Women who live near natural gas wells in rural Colorado are more likely to have babies with neural tube and congenital heart defects, according to a new study.
As natural gas extraction soars in the United States, the findings add to a growing concern by many activists and residents about the potential for health effects from the air pollutants.
Researchers from the Colorado School of Public Health analyzed birth defects among nearly 125,000 births in Colorado towns with fewer than 50,000 people between 1996 and 2009, examining how close the mothers lived to natural gas wells.
Babies born to mothers living in areas with the highest density of wells – more than 125 wells per mile – were more than twice as likely to have neural tube defects than those living with no wells within a 10-mile radius, according to the study published Tuesday. Children in those areas also had a 38 percent greater risk of congenital heart defects than those with no wells.

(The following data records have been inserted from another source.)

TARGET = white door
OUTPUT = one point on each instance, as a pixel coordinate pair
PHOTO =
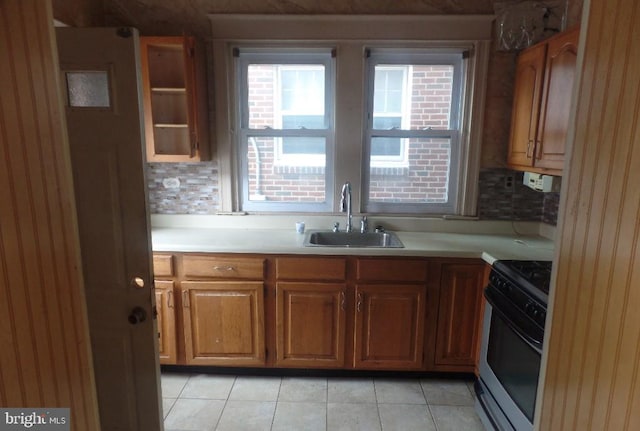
(100, 76)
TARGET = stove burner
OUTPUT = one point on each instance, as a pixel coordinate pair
(528, 272)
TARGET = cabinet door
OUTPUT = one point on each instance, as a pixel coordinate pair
(224, 323)
(166, 322)
(555, 110)
(526, 105)
(310, 324)
(173, 99)
(460, 313)
(389, 326)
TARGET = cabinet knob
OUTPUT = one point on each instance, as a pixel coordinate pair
(529, 146)
(137, 315)
(224, 268)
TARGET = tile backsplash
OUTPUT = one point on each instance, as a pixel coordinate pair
(195, 191)
(192, 188)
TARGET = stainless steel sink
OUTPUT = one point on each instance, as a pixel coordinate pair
(352, 239)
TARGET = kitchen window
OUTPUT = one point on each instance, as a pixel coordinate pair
(344, 93)
(412, 132)
(285, 128)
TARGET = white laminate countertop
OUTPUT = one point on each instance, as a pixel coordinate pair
(489, 247)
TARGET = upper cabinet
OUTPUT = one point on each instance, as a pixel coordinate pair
(175, 99)
(542, 103)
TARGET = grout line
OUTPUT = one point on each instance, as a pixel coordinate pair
(235, 379)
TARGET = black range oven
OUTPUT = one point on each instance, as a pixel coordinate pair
(513, 331)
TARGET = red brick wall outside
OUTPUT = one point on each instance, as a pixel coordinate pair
(422, 179)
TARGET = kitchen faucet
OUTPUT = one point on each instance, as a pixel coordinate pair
(345, 203)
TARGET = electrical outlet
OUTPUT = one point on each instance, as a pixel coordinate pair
(508, 182)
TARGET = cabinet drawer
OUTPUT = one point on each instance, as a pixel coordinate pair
(222, 267)
(163, 265)
(300, 268)
(391, 270)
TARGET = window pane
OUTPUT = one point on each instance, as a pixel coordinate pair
(281, 91)
(303, 145)
(88, 89)
(386, 147)
(300, 180)
(424, 180)
(420, 95)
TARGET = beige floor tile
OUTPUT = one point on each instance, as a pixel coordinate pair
(167, 403)
(447, 392)
(196, 415)
(300, 389)
(396, 417)
(207, 386)
(173, 383)
(351, 390)
(253, 388)
(399, 391)
(292, 416)
(247, 416)
(352, 417)
(456, 418)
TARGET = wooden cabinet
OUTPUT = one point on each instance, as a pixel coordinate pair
(223, 310)
(310, 312)
(390, 305)
(164, 272)
(339, 312)
(389, 326)
(310, 324)
(526, 105)
(174, 99)
(223, 322)
(541, 107)
(459, 315)
(165, 306)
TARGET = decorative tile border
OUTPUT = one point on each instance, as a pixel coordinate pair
(198, 193)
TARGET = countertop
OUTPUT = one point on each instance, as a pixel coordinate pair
(489, 247)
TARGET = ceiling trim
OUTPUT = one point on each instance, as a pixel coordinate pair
(350, 27)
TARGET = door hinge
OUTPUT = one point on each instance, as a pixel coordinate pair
(124, 32)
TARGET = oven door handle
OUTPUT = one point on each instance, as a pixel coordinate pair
(533, 343)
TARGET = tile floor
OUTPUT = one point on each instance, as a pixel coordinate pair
(199, 402)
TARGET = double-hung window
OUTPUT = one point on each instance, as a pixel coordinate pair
(285, 128)
(413, 131)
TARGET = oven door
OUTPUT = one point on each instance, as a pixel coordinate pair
(509, 370)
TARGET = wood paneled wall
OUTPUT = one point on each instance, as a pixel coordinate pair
(44, 340)
(593, 364)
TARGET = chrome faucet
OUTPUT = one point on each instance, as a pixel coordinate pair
(345, 204)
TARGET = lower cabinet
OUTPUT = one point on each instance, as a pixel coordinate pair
(166, 321)
(340, 312)
(223, 323)
(459, 315)
(310, 324)
(389, 330)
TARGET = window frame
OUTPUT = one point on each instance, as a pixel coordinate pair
(349, 34)
(282, 158)
(246, 56)
(388, 57)
(402, 159)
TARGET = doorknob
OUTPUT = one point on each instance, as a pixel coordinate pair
(137, 315)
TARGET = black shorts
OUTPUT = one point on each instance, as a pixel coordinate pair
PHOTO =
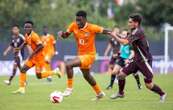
(17, 60)
(144, 67)
(120, 61)
(113, 60)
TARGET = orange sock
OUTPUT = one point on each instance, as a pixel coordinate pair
(46, 74)
(96, 89)
(22, 79)
(70, 83)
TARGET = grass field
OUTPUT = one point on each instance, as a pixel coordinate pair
(36, 97)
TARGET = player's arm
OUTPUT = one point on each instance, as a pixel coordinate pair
(38, 49)
(108, 48)
(7, 50)
(68, 32)
(30, 51)
(63, 34)
(118, 38)
(132, 54)
(39, 46)
(106, 31)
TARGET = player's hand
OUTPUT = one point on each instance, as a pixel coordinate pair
(60, 34)
(127, 61)
(16, 50)
(56, 53)
(5, 53)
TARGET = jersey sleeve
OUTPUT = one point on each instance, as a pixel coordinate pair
(97, 29)
(53, 39)
(36, 39)
(135, 35)
(70, 28)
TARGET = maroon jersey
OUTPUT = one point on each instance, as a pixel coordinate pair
(139, 44)
(115, 45)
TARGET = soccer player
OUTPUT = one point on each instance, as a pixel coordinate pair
(49, 49)
(35, 59)
(114, 45)
(84, 33)
(125, 57)
(17, 43)
(142, 60)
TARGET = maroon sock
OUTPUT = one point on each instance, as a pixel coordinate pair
(121, 84)
(157, 90)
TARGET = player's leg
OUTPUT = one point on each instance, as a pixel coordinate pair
(113, 76)
(69, 69)
(110, 69)
(130, 68)
(90, 79)
(62, 67)
(15, 65)
(145, 69)
(136, 76)
(22, 78)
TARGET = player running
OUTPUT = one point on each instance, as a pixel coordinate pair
(114, 46)
(16, 45)
(36, 59)
(49, 49)
(142, 60)
(125, 57)
(84, 33)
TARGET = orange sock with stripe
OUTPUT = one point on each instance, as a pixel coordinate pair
(46, 74)
(96, 89)
(70, 83)
(22, 79)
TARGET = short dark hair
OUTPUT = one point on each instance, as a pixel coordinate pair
(15, 25)
(30, 22)
(81, 13)
(136, 17)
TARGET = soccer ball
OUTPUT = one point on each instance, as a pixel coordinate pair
(56, 97)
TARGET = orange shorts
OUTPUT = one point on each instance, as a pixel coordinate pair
(48, 57)
(86, 61)
(40, 64)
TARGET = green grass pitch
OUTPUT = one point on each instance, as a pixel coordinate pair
(37, 93)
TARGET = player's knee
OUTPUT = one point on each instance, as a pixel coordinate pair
(121, 75)
(68, 65)
(149, 85)
(39, 75)
(86, 76)
(23, 70)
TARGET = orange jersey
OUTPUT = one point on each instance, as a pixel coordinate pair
(85, 37)
(33, 40)
(48, 42)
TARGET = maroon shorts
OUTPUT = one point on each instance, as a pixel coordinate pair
(141, 66)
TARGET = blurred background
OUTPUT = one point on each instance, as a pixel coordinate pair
(57, 15)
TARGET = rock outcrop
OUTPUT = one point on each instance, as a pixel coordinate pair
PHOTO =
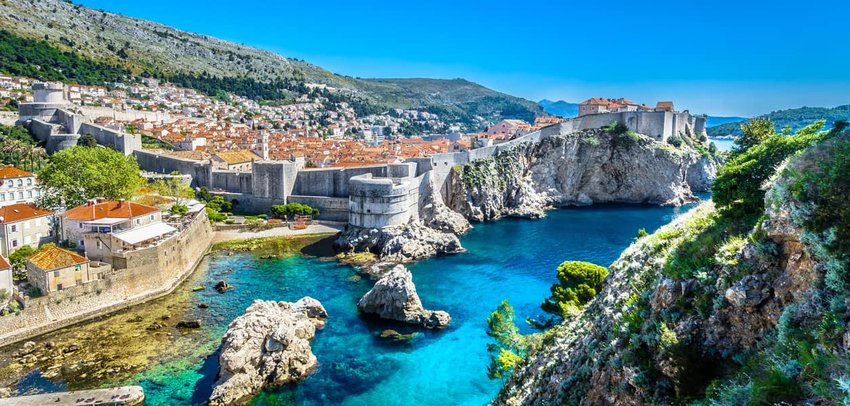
(691, 307)
(581, 168)
(269, 345)
(434, 232)
(394, 297)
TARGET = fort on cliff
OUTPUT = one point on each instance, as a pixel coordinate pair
(367, 197)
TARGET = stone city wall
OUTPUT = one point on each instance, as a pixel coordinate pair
(383, 202)
(137, 277)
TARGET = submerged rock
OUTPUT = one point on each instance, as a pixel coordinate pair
(222, 286)
(189, 324)
(268, 345)
(394, 297)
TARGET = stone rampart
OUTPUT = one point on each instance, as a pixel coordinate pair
(382, 202)
(137, 276)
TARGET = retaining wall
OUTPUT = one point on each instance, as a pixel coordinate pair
(148, 274)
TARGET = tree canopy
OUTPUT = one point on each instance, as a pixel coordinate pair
(577, 285)
(77, 174)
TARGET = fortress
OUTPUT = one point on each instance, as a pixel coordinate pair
(368, 197)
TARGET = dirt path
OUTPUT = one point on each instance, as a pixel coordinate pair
(233, 235)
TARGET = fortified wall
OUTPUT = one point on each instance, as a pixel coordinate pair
(51, 119)
(136, 277)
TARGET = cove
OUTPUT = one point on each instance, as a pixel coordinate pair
(512, 259)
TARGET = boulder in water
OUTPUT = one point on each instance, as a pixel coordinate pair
(268, 345)
(394, 297)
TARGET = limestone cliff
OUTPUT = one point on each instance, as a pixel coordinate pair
(433, 232)
(394, 297)
(581, 168)
(763, 319)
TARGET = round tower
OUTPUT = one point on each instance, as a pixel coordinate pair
(53, 93)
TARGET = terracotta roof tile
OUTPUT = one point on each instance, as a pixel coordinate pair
(21, 211)
(113, 209)
(9, 171)
(52, 257)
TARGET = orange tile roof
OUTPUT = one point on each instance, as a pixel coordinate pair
(9, 171)
(52, 257)
(21, 211)
(112, 209)
(237, 157)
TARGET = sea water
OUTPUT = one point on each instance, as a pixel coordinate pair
(513, 259)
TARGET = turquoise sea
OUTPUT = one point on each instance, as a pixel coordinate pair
(512, 259)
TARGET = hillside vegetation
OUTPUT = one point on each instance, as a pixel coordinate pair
(794, 119)
(144, 48)
(742, 301)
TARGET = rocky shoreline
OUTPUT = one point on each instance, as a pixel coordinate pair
(269, 345)
(576, 169)
(394, 297)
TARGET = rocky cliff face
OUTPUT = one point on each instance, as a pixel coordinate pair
(580, 168)
(433, 233)
(394, 297)
(268, 345)
(763, 320)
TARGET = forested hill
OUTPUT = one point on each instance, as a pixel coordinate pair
(794, 118)
(146, 48)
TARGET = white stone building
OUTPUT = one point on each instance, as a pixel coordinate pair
(17, 186)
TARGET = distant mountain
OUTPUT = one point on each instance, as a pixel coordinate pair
(714, 121)
(794, 118)
(559, 108)
(194, 60)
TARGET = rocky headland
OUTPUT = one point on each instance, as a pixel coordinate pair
(718, 307)
(269, 345)
(580, 168)
(394, 297)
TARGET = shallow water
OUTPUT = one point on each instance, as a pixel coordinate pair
(512, 259)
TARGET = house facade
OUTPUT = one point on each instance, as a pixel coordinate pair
(53, 269)
(17, 186)
(24, 224)
(104, 229)
(6, 282)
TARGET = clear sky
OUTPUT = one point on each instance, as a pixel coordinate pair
(718, 57)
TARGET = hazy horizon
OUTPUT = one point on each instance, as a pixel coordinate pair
(729, 59)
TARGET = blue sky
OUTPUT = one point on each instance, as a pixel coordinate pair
(718, 57)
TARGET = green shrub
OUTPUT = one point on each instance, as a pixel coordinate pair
(215, 216)
(179, 209)
(293, 209)
(675, 141)
(739, 182)
(578, 283)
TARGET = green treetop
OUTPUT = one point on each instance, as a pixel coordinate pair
(77, 174)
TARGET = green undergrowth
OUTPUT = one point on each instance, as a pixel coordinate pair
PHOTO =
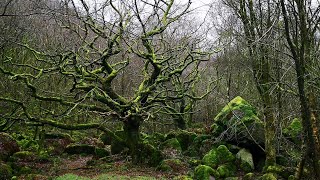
(104, 177)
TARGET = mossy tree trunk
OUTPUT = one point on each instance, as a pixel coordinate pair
(300, 40)
(258, 54)
(131, 127)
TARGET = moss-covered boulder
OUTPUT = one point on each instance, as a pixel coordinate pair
(172, 144)
(154, 139)
(282, 171)
(203, 172)
(245, 160)
(182, 177)
(232, 178)
(101, 152)
(227, 170)
(23, 156)
(118, 146)
(8, 146)
(184, 137)
(80, 149)
(194, 150)
(268, 176)
(172, 165)
(218, 156)
(56, 135)
(240, 121)
(5, 171)
(105, 138)
(151, 155)
(86, 149)
(249, 176)
(57, 142)
(294, 131)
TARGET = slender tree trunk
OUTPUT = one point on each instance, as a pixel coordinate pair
(131, 129)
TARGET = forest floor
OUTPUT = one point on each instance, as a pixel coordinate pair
(88, 166)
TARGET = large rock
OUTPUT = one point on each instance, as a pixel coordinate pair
(238, 124)
(294, 131)
(184, 137)
(8, 146)
(117, 146)
(203, 172)
(86, 149)
(5, 171)
(244, 158)
(227, 170)
(172, 144)
(218, 156)
(241, 122)
(173, 165)
(57, 142)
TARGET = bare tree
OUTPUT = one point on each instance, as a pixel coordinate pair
(111, 39)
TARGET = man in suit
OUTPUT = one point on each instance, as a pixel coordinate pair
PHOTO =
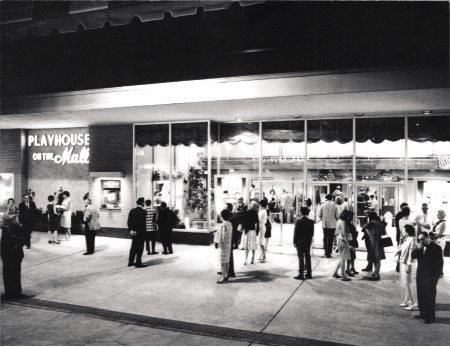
(329, 215)
(137, 228)
(303, 234)
(430, 264)
(27, 215)
(166, 222)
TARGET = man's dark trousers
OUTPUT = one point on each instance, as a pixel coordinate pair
(426, 294)
(166, 238)
(304, 256)
(90, 240)
(136, 250)
(328, 238)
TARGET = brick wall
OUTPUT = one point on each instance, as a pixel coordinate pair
(111, 150)
(13, 158)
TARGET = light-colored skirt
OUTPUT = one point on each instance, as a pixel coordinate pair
(251, 240)
(406, 278)
(66, 220)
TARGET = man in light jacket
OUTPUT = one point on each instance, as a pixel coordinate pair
(329, 214)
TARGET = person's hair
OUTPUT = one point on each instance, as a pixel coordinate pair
(226, 214)
(406, 211)
(373, 216)
(410, 230)
(424, 233)
(304, 210)
(442, 213)
(253, 204)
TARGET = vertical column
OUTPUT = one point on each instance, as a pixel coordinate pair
(209, 175)
(260, 160)
(170, 166)
(406, 161)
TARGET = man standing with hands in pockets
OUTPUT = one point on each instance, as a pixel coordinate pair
(137, 228)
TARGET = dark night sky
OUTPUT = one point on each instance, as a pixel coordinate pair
(265, 38)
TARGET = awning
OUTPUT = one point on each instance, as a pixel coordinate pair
(42, 18)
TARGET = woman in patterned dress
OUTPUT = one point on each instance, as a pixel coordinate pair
(222, 239)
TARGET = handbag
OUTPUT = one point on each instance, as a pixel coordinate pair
(386, 242)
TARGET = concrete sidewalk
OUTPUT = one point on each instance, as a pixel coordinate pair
(263, 298)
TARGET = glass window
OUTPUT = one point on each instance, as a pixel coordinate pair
(190, 174)
(380, 149)
(239, 153)
(151, 163)
(429, 163)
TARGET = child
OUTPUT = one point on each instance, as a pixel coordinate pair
(222, 240)
(52, 220)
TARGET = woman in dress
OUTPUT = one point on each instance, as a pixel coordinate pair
(375, 251)
(52, 221)
(251, 230)
(66, 217)
(439, 231)
(343, 245)
(222, 240)
(262, 240)
(406, 264)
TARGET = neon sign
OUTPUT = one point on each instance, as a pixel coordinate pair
(68, 141)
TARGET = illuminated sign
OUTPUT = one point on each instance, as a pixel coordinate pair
(67, 141)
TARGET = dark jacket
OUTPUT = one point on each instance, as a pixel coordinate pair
(166, 220)
(27, 215)
(304, 231)
(430, 263)
(137, 220)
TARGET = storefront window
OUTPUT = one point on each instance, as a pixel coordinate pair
(239, 154)
(152, 152)
(429, 163)
(190, 174)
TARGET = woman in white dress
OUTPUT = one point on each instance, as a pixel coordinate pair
(406, 265)
(439, 231)
(222, 239)
(66, 217)
(262, 218)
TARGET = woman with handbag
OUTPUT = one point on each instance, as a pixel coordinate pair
(406, 265)
(375, 251)
(343, 245)
(353, 241)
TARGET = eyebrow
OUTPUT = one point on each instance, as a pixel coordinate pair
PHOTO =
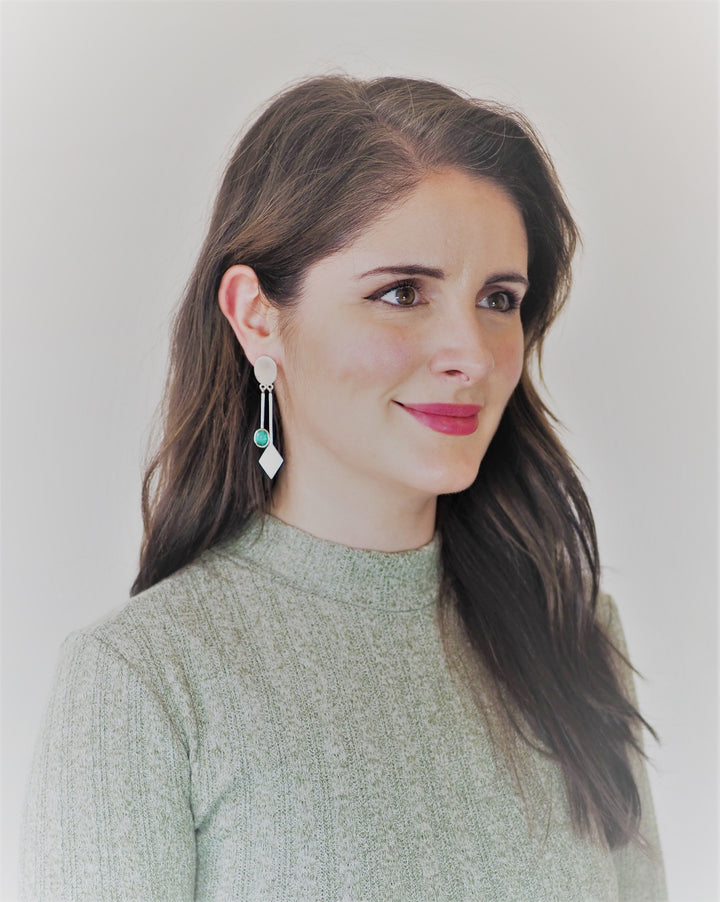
(413, 269)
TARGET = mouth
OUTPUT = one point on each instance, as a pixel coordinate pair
(450, 419)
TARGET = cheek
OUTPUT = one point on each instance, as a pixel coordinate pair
(367, 359)
(509, 359)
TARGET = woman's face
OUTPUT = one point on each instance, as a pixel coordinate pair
(422, 309)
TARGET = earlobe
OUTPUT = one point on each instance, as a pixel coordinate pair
(244, 306)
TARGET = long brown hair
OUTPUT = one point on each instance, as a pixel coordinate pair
(323, 161)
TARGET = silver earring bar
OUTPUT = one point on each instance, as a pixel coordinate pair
(266, 373)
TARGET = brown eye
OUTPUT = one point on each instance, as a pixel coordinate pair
(404, 295)
(502, 301)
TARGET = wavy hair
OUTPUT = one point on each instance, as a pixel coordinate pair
(323, 161)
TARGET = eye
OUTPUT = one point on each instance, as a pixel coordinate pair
(403, 295)
(502, 301)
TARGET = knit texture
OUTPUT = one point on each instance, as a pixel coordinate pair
(279, 721)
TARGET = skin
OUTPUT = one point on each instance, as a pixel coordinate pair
(359, 469)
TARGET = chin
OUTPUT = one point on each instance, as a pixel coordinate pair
(450, 480)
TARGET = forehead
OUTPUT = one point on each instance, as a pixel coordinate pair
(452, 220)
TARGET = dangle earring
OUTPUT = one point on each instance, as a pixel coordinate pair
(266, 373)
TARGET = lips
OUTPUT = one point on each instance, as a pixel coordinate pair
(450, 419)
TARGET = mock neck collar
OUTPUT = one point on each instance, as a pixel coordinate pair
(385, 580)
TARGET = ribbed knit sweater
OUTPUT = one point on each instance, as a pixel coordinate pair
(280, 721)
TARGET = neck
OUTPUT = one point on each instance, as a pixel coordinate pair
(359, 515)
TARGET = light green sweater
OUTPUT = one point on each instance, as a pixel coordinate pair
(279, 721)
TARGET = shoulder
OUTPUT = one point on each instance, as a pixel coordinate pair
(165, 632)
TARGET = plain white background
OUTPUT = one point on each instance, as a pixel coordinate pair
(117, 118)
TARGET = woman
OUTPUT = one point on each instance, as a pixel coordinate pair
(367, 656)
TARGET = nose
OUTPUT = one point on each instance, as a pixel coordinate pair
(462, 349)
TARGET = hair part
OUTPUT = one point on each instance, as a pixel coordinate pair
(325, 159)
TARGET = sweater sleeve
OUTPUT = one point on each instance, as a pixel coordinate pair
(108, 813)
(639, 866)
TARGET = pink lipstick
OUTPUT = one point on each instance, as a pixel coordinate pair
(451, 419)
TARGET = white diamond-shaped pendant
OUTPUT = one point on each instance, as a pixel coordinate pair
(270, 460)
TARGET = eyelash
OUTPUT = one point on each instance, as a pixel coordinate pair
(514, 298)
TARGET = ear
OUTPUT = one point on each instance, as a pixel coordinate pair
(251, 315)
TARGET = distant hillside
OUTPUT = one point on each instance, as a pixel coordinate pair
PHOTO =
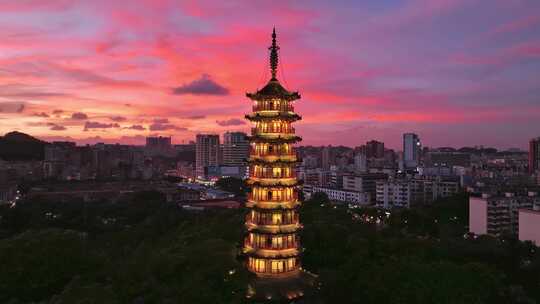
(20, 146)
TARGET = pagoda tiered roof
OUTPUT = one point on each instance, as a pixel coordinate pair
(273, 90)
(271, 140)
(268, 116)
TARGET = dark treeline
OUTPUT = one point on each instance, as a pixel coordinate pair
(142, 250)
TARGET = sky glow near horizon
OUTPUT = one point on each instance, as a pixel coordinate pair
(458, 73)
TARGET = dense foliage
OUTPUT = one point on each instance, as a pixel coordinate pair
(142, 250)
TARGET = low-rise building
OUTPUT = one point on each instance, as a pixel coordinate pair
(529, 225)
(403, 193)
(340, 195)
(498, 215)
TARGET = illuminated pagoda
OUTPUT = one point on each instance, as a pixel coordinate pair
(272, 243)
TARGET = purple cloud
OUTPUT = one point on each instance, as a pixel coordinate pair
(79, 116)
(117, 118)
(12, 107)
(230, 122)
(98, 125)
(161, 120)
(202, 86)
(165, 127)
(136, 127)
(41, 114)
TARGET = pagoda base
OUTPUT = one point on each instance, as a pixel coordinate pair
(281, 289)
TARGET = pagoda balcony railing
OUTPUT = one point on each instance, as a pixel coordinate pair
(262, 221)
(254, 152)
(272, 246)
(291, 198)
(286, 130)
(292, 174)
(274, 107)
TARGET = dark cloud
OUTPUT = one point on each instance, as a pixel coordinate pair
(98, 125)
(196, 117)
(202, 86)
(12, 107)
(230, 122)
(136, 127)
(56, 127)
(41, 114)
(164, 127)
(117, 118)
(79, 116)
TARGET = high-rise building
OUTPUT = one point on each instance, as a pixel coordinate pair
(374, 149)
(272, 244)
(159, 145)
(411, 150)
(360, 162)
(235, 149)
(534, 155)
(207, 153)
(326, 157)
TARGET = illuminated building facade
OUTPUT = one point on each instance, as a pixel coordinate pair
(272, 244)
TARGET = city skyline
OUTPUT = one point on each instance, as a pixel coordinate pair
(99, 72)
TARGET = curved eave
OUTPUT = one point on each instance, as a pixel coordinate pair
(277, 161)
(279, 115)
(272, 182)
(266, 210)
(268, 205)
(271, 253)
(284, 96)
(291, 139)
(273, 229)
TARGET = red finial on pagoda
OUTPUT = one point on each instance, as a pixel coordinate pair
(274, 55)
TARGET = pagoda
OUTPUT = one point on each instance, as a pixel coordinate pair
(272, 244)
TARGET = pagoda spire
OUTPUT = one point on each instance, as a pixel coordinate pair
(274, 55)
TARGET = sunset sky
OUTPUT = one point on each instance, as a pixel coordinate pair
(457, 73)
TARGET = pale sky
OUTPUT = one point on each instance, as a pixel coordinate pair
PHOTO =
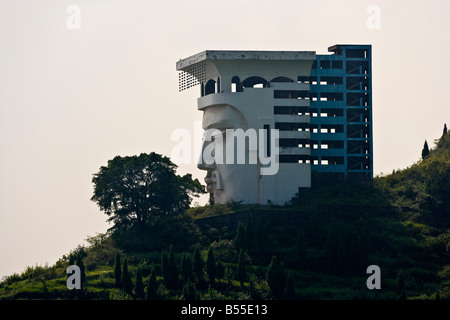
(71, 99)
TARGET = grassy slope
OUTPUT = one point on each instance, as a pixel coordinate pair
(403, 218)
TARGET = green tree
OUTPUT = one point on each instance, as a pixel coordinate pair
(150, 292)
(240, 242)
(80, 264)
(300, 248)
(241, 269)
(186, 267)
(127, 285)
(139, 286)
(141, 189)
(71, 260)
(220, 270)
(401, 294)
(173, 270)
(290, 290)
(165, 267)
(189, 291)
(211, 265)
(425, 150)
(197, 263)
(118, 271)
(250, 234)
(276, 277)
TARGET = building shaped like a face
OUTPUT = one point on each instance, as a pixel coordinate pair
(261, 101)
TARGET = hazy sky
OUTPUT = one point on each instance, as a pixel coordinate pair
(71, 99)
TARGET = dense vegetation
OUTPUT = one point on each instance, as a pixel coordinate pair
(318, 247)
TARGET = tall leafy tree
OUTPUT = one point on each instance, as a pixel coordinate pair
(425, 150)
(139, 286)
(80, 264)
(165, 267)
(290, 289)
(173, 270)
(189, 291)
(240, 241)
(400, 286)
(211, 265)
(220, 270)
(141, 189)
(71, 260)
(127, 285)
(186, 267)
(276, 277)
(197, 263)
(118, 271)
(150, 292)
(241, 269)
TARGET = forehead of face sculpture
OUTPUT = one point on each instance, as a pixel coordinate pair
(223, 117)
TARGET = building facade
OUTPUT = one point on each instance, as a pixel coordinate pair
(319, 105)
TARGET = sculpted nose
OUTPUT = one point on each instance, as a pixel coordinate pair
(205, 162)
(205, 166)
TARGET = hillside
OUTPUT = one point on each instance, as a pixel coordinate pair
(323, 243)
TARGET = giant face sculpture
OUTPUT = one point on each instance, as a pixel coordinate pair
(226, 179)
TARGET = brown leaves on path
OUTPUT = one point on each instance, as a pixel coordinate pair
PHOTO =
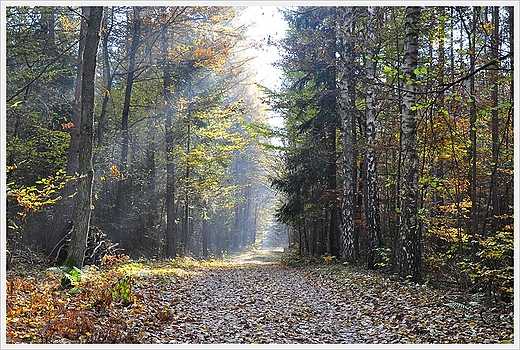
(249, 299)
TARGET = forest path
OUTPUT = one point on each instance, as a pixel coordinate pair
(253, 299)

Both types of birth defects were fairly rare, occurring in a small percentage of births, but they can cause serious health effects. The researchers did not find a significant association between gas wells and other effects, including oral cleft defects, preterm births and low birth weight.
Neural tube defects, such as spina bifida, are permanent deformities of the spinal cord or brain. They usually occur during the first month of pregnancy, before a woman knows she is pregnant. Congenital heart defects are problems in how the heart’s valves, walls, veins or arteries developed in the womb; they can disrupt normal blood flow through the heart.
“Taken together, our results and current trends in natural gas development underscore the importance of conducting more comprehensive and rigorous research on the potential health effects of natural gas development.” –study authors For babies born to mothers in the areas with the most wells, the rate of congenital heart defects was 18 per 1,000, compared with 13 per 1,000 for those living with no wells within a 10-mile radius. For neural tube defects, the rate was 2.87 per 3,000, compared with 1.2 per 3,000 in areas with no wells.
The Colorado Oil and Gas Conservation Commission estimates that 26 percent of the more than 47,000 oil and gas wells in Colorado are located within 150 to 1,000 feet of homes.
“Taken together, our results and current trends in natural gas development underscore the importance of conducting more comprehensive and rigorous research on the potential health effects of natural gas development,” the researchers wrote in the journal Environmental Health Perspectives.
The study was limited in that the researchers didn’t have access to the mothers’ health or socioeconomic information, or their actual exposures to air pollutants. They had to assume that the address when they delivered the baby was the same as during their first trimester. They also knew only if a gas well existed in the year of the births, not how active it was.
Larry Wolk, executive director of the Colorado Department of Public Health and Environment, said no conclusions could be drawn from the study because the researchers didn’t know the status of the wells and didn’t know the mothers’ residential history and health care status.
“Overall, we feel this study highlights interesting areas for further research and investigation, but is not conclusive in itself,” Wolk said in a prepared statement.
“I would tell pregnant women and mothers who live, or who at-the-time-of-their-pregnancy lived, in proximity to a gas well not to rely on this study as an explanation of why one of their children might have had a birth defect. Many factors known to contribute to birth defects were ignored in this study,” said Wolk, who was appointed to his position by Gov. John Hickenlooper last August.
The Colorado Oil and Gas Association forwarded a request for comment to Dollis Wright, head of an environmental communication company in Colorado.